Leurs vidéos spectaculaires attirent des centaines de milliers, voire des millions de clics et de « j'aime ». Les jeunes les admirent, les commanditaires et les annonceurs en raffolent. Entrevue avec trois vedettes sportives de l'internet.

Danny MacAskill, l'homme aux millions d'idées

La toute dernière vidéo du trialiste Danny MacAskill a déjà été visionnée plus de 10 millions de fois depuis sa publication sur YouTube, il y a à peine deux semaines. On voit l'Écossais d'origine (qui fête ses 30 ans aujourd'hui) rouler sur les toits colorés de Grande Canarie, au large des côtes africaines. Si les commandites y sont bien visibles (Red Bull et Go Pro en tête), « toutes ses vidéos sont une création de sa vision et de son imagination », nous dit-on.Est-ce que le danger fait partie du plaisir ?

Non, tout comme le risque ne fait pas partie de la fascination que j'ai à rouler. Je prends toujours des précautions quand c'est nécessaire, surtout quand j'apprends de nouveaux trucs. Par exemple, j'utilise de la mousse quand j'essaie d'apprendre des culbutes. Cela dit, ce n'est pas toujours possible dans les rues : je dois alors jauger la situation. Je ferai une manoeuvre à risque élevé uniquement si j'en ai envie et si je peux le faire de façon contrôlée.

Qu'est-ce qui vous incite à repousser ainsi les limites de votre sport ?

Je pense qu'il est naturel de vouloir toujours repousser les limites - c'est ce en quoi consiste le sport. En tournage ou dans la vie quotidienne, j'essaie d'aller à des endroits où je n'ai jamais été. Je peux tomber quelquefois, je peux me faire mal, mais au bout du compte, j'obtiens le résultat. Et je crois avoir un très bon indicateur de ce que je suis capable de faire.

Quelle est votre principale préoccupation lorsque vous tournez une vidéo ?

La confiance en soi. Je dois souvent composer avec la peur pendant le tournage. Certains jours, je sens que je peux le faire assez bien : je peux alors repousser mes limites et accomplir la figure. Quand je tourne jour après jour pendant une, deux semaines (ce qui est assez souvent le cas), ça peut être plus difficile et fatigant de composer avec la peur.
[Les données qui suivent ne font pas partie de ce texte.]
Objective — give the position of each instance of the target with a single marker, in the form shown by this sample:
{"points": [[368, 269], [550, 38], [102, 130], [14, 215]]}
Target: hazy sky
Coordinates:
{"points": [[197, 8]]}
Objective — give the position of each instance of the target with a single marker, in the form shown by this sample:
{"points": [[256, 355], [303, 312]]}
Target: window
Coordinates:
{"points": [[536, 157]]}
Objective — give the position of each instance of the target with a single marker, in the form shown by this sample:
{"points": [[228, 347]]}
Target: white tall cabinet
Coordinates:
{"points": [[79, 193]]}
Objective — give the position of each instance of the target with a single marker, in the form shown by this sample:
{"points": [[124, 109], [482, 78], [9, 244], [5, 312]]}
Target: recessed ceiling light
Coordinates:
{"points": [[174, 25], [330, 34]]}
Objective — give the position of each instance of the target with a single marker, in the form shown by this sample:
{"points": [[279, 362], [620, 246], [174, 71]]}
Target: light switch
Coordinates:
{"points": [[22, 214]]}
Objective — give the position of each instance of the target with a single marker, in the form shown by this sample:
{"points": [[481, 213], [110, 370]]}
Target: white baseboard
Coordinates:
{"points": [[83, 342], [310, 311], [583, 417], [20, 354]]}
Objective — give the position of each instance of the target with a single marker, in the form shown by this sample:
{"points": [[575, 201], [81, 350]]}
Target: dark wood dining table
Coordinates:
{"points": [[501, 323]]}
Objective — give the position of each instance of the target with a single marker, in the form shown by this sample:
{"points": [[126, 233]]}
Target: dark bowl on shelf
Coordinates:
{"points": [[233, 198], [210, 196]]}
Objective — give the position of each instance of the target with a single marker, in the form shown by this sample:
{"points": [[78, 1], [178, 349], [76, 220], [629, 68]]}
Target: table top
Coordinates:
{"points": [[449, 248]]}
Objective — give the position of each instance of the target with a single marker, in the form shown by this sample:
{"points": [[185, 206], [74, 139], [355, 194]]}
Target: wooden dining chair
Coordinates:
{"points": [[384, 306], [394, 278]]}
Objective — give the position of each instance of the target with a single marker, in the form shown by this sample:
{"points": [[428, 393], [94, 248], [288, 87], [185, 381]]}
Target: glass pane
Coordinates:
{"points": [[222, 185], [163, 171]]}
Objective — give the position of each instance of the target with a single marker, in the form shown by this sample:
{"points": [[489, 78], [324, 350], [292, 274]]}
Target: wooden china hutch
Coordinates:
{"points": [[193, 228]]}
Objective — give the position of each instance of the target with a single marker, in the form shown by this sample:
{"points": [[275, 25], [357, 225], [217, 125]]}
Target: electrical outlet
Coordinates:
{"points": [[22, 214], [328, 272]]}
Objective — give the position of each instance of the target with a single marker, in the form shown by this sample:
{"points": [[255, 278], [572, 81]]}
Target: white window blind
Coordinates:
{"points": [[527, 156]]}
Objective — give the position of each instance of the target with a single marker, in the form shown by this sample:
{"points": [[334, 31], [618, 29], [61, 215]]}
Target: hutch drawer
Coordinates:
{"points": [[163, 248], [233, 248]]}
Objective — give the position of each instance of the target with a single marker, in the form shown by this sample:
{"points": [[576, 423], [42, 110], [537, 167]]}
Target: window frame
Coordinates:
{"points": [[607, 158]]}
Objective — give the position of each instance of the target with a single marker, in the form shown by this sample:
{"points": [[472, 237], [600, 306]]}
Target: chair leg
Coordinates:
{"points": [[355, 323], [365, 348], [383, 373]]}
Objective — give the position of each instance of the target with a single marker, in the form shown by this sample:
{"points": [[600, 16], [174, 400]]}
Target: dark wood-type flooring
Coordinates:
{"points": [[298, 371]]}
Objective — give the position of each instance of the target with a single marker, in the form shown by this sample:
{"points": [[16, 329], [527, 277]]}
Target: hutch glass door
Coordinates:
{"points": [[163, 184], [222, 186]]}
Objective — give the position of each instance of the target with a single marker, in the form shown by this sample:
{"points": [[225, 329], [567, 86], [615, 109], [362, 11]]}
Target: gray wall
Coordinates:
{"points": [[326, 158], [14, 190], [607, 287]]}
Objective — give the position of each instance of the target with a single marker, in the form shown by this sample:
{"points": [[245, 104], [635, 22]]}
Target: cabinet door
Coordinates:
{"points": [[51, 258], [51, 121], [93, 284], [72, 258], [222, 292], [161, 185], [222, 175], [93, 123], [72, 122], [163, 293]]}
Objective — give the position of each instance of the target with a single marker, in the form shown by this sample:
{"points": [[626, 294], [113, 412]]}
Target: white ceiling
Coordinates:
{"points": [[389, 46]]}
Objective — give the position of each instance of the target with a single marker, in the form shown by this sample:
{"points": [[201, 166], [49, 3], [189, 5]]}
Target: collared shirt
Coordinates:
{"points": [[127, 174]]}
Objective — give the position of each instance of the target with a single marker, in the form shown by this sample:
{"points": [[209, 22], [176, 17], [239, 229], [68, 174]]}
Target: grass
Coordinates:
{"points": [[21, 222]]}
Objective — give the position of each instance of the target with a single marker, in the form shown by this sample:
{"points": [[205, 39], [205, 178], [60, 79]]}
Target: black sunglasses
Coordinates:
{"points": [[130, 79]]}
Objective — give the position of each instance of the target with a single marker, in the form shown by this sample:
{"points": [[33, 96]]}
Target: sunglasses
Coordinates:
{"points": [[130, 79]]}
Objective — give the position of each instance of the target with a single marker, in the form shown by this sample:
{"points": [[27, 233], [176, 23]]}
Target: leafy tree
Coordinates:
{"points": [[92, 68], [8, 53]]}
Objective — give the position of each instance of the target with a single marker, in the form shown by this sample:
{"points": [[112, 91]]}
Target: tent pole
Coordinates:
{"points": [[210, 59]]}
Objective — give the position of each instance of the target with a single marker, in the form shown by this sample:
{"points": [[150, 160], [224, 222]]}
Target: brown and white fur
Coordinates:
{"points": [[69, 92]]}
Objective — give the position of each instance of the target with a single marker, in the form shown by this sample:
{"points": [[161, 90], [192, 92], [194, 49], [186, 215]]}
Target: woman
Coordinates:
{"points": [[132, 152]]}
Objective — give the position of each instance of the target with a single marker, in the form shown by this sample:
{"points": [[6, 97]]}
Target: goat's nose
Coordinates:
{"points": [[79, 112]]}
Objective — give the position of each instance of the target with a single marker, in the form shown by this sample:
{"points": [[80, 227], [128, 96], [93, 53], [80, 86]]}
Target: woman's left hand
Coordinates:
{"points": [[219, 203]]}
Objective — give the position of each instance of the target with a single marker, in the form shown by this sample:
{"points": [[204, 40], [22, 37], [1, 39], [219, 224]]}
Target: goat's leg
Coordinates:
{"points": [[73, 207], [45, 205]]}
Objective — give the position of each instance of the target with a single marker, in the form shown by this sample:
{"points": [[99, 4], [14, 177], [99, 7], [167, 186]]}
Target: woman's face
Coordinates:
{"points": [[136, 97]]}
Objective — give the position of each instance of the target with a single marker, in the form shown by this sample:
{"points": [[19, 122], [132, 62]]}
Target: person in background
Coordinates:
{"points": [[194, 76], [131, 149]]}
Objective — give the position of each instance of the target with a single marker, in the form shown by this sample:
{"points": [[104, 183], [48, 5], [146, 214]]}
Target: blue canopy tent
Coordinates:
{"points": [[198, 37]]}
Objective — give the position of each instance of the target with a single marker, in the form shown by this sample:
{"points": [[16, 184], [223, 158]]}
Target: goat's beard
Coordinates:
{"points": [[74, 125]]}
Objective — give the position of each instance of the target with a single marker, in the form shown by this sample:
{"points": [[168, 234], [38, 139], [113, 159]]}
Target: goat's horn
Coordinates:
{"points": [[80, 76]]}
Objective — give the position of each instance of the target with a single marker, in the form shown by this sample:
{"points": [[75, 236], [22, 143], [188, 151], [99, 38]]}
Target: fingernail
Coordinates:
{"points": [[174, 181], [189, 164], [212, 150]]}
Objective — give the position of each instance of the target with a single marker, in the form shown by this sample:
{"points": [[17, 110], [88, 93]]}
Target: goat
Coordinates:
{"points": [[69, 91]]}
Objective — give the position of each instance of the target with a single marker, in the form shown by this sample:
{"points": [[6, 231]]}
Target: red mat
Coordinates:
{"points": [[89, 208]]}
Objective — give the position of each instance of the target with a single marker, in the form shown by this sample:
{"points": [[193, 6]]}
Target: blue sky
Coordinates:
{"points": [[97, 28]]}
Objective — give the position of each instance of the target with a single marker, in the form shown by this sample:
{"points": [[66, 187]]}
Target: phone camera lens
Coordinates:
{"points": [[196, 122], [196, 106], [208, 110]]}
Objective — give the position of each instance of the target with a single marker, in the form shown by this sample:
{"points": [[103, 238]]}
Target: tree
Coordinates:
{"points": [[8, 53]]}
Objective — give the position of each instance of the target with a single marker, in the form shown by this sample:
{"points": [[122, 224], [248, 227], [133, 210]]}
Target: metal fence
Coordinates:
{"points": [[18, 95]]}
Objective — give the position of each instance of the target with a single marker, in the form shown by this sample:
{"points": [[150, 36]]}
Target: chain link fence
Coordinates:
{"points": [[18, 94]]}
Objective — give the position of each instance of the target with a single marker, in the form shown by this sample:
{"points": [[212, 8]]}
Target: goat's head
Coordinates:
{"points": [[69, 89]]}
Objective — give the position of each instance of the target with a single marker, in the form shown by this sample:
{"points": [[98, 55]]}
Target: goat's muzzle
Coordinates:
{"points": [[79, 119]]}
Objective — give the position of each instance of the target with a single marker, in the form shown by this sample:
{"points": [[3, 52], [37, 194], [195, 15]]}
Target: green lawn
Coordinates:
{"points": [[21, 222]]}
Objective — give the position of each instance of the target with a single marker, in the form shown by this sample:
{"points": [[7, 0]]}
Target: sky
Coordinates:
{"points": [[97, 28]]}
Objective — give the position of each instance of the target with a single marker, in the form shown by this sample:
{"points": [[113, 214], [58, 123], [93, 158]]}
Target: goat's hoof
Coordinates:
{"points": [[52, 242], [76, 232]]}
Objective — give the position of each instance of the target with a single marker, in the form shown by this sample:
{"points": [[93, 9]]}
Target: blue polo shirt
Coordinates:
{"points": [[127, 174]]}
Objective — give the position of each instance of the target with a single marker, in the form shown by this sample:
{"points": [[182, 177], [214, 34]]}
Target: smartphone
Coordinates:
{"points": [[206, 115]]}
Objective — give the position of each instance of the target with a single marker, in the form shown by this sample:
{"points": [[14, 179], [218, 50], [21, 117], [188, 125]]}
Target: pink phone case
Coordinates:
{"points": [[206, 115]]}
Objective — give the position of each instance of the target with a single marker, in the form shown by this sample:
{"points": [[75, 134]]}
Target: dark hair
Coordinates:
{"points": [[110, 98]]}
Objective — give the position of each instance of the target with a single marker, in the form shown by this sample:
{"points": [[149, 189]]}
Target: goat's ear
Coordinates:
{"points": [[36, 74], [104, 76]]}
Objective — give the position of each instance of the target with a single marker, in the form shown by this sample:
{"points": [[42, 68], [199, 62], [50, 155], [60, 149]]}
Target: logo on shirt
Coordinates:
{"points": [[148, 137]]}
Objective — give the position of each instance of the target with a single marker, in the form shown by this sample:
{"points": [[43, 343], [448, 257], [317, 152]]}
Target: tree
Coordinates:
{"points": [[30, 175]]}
J'essaie alors de m'en soucier le moins possible et d'apprécier le moment présent, l'excitation et le plaisir de faire du vélo.

À votre avis, qu'est-ce qui rend vos vidéos hyper populaires ?

Je suis très chanceux de gagner ma vie en faisant du vélo [il était jadis mécanicien] et de choisir les projets sur lesquels je travaille. Autant que possible, je demeure loin des projecteurs et je donne la parole à mes vidéos. C'est peut-être la raison pour laquelle elles sont autant visionnées et appréciées.

PHOTO FOURNIE PAR RED BULL

Le spécialiste du trial, Danny MacAskill

Qu'est-ce que le trial ?

Inventé au Royaume-Uni au début du XXe siècle, le trial est une discipline sportive qui consiste à franchir des obstacles, naturels ou artificiels, à moto, à vélo, en automobile ou en camion.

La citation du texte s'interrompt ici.